On the other hand, if Irish literature was backward in this respect, there was another in which it was many centuries in advance of its time. I refer to the love of natural beauty.

I have already quoted one of the nature lyrics of the 'Colloquy.' The piece contains several poems of this description, recited on various occasions by Caeilte, and they show a minute and loving observation of nature, and more than that, an ecstatic blending of the human emotion with the great cosmic life, that did not appear in any other European literature till the present century, with Wordsworth, Keats, and Shelley. Chaucer, who lived not far from the time of the Colloquy,' is sometimes spoken of as a nature poet, but high as he stands beyond the Celtic writer in his treatment of humanity, his references to nature and the life of forests and streams and the creatures that inhabit them are conventional and tame compared with those of the Colloquy.'

Another point to be noticed is the love of wonder and mystery, which is indeed an element in all true romance, but which inspired the Celt, I think, more than any other man. He was a master of the touch that makes, as it were, the solid framework of things translucent, and shows us, through it, gleams of another world, mingled with ours yet distinct, and having other laws and characteristics. We never get a clue to what these laws are. The Celt did not systematize the unknown, but he let it shine for a moment through the opaqueness of earth, and then withdrew the gleam before we understood what we had seen. Take, for instance, this incident in the story of the Fianna. Three young warriors came to take service with Finn, accompanied by a gigantic hound, of which it is said that there was no color in the world that was not in his hide. They make their agreement with Finn, saying what services they can render and what return they expect, and one of the conditions is that they shall camp apart from the rest of the host and when night has fallen no man shall come nigh them or see them. Finn asks the reason for this prohibition, and it is this: of the three warriors one of them dies each night and the other two have to watch him; therefore they would not be disturbed. There is no explanation of this-possibly the folk-lorist or the occultist may have one, but as it appears in the 'Colloquy' it gives that peculiar thrill of mystery which is better, perhaps, not explained or explained away, because it brings home to our consciousness what is a very real fact, that

the world we live in is a profound mystery quite incapable of being forced in its completeness into any framework of mechanical law.
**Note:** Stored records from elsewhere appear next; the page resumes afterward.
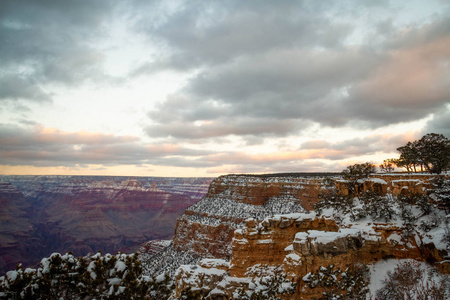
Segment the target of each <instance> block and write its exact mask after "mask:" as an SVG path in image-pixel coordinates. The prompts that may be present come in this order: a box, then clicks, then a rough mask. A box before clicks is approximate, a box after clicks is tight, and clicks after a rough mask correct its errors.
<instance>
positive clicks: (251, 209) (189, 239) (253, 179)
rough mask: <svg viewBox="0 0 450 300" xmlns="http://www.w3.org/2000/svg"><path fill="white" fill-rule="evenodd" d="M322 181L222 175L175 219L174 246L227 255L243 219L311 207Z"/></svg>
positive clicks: (173, 240) (206, 252) (266, 216)
mask: <svg viewBox="0 0 450 300" xmlns="http://www.w3.org/2000/svg"><path fill="white" fill-rule="evenodd" d="M321 185H322V179H318V178H314V177H311V178H308V177H295V176H286V177H264V176H249V175H227V176H221V177H219V178H217V179H215V180H214V181H213V182H212V183H211V185H210V187H209V190H208V193H207V195H206V197H205V198H203V199H202V200H201V201H200V202H198V203H196V204H194V205H193V206H191V207H189V208H188V209H186V211H185V213H184V215H183V216H181V217H180V218H179V219H178V221H177V225H176V228H175V236H174V239H173V247H174V249H175V250H176V251H188V252H191V253H194V254H196V255H199V256H202V257H211V258H227V259H229V258H230V255H231V240H232V238H233V233H234V231H235V230H236V229H238V228H240V227H241V226H242V225H243V221H244V220H245V219H247V218H255V219H258V220H262V219H264V218H265V217H268V216H271V215H274V214H281V213H292V212H303V211H305V210H310V209H312V207H313V206H314V204H315V203H316V202H317V201H318V195H319V193H320V190H321Z"/></svg>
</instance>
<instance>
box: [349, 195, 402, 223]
mask: <svg viewBox="0 0 450 300" xmlns="http://www.w3.org/2000/svg"><path fill="white" fill-rule="evenodd" d="M359 200H360V202H361V203H362V209H361V210H360V211H359V215H358V216H359V217H364V216H370V217H372V219H373V220H384V221H390V220H391V219H392V218H393V217H394V216H395V215H396V213H395V209H394V205H393V203H392V202H393V201H392V196H391V195H389V194H387V195H386V196H381V195H379V194H377V193H375V192H372V191H366V192H365V193H363V194H362V195H361V196H360V197H359Z"/></svg>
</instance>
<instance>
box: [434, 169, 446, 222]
mask: <svg viewBox="0 0 450 300" xmlns="http://www.w3.org/2000/svg"><path fill="white" fill-rule="evenodd" d="M432 183H433V191H432V194H431V196H432V197H433V198H434V202H435V203H436V204H437V205H438V207H440V208H442V209H444V210H445V213H446V214H450V178H445V177H444V176H439V177H437V178H436V179H435V180H433V182H432Z"/></svg>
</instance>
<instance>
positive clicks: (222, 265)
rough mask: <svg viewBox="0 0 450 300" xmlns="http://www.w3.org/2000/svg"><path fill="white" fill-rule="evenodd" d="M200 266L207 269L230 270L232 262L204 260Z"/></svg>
mask: <svg viewBox="0 0 450 300" xmlns="http://www.w3.org/2000/svg"><path fill="white" fill-rule="evenodd" d="M199 265H201V266H203V267H205V268H219V267H222V268H228V267H230V262H229V261H226V260H224V259H218V258H204V259H202V260H201V261H200V263H199Z"/></svg>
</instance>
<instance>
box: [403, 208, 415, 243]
mask: <svg viewBox="0 0 450 300" xmlns="http://www.w3.org/2000/svg"><path fill="white" fill-rule="evenodd" d="M400 216H401V218H402V221H403V223H402V227H403V230H402V236H403V237H404V238H409V237H411V235H412V234H413V233H414V231H415V225H416V221H417V217H416V216H415V215H414V214H413V213H412V211H411V207H410V205H407V204H404V203H401V204H400Z"/></svg>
THE LAMENT OF MAEV LEITH-DHERG 1

FOR CUCHORB: SON OF MOGHCORB, KING OF IRELAND.

Raise the Cromlech high!
MacMoghcorb is slain,

And other men's renown
Has leave to live again.

Cold at last he lies

Neath the burial-stone;

All the blood he shed

Could not save his own.

Stately-strong he went,
Through his nobles all
When we paced together
Up the banquet-hall.

Dazzling white as lime
Was his body fair,
Cherry-red his cheeks,
Raven-black his hair.

Razor-sharp his spear,

And the shield he bore,
High as champion's head-
His arm was like an oar.

Never aught but truth

Spake my noble king;

Valor all his trust

In all his warfaring.

As the forked pole

Holds the roof-tree's weight,

1 From an ancient Irish poem in the Book of Leinster. See O'Curry's 'Manuscript Materials of Irish History,' p. 480. This Maev was Queen of Ireland about A.D. 20. Cucorb (Chariot-Hound) was slain on Mount Leinster on the borders of Wexford.